A deal for 300 million coronavirus vaccinations made by the Netherlands, France, Germany, and Italy has been described as ‘unwise’ by a Belgian minister reports NOS. The vaccines could already be delivered to the four countries by the end of the year, but face controversy from a wider European public.
The potential vaccine is being developed by British pharmaceutical company AstraZenieca and the University of Oxford. While still in testing stages, it is seen as one of the most promising vaccines against COVID-19 by the WHO.
Controversy in Europe
The Netherlands, France, Germany, and Italy signed a contract with pharmaceutical company AstraZeneca for the purchase of the coronavirus vaccinations. The countries want to ensure that the vaccine becomes widely available to a European market.
The deal has sparked widespread controversy from other European countries. Earlier this week the European Commission called the four countries to stop their collaboration. Belgian Health Minister Maggie de Block says that “they are weakening their own position and the positions of all members of the European Commission”. De Block emphasizes that the EU should look beyond just one pharmaceutical company and vaccine. “It is impossible to predict who will find the vaccine first, and who will be able to produce it” says the minister.

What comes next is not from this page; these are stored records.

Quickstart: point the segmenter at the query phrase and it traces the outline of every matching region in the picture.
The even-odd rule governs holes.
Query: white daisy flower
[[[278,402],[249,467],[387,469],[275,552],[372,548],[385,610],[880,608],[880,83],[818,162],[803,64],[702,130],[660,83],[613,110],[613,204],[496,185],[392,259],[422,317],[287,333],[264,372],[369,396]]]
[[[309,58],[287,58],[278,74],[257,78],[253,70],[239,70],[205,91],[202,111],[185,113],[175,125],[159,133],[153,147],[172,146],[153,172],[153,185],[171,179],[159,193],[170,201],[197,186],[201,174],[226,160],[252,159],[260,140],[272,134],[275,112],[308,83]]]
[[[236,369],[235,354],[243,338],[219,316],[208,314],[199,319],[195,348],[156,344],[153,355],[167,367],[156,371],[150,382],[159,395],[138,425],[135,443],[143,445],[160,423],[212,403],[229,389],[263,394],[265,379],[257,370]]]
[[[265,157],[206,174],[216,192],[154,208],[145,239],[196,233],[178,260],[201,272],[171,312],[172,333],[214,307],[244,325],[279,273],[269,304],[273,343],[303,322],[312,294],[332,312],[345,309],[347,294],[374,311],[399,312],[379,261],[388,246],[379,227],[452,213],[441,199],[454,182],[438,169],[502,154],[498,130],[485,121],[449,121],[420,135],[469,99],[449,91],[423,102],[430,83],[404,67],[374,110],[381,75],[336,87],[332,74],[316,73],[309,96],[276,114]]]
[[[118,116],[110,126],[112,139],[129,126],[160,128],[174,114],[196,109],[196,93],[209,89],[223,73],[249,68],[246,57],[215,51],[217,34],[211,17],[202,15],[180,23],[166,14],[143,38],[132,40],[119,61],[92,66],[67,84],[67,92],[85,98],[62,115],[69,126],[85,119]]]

The Dutch government has backed up its position, saying that all other European Union member states are encouraged to participate in the deal. Minister de Jonge insists that the deal is essential and will benefit a wide population if successful. “The chance of failure at every stage of development is large” says Health Minister de Jonge, but “the public health benefits outweigh the risks”.
In the coming months, the vaccine will be tested on 10,000 people as part of a large scale clinical trial. The exact cost of the full deal has not been disclosed but the pharmaceutical company has stated that it will make the vaccine available at the cost price.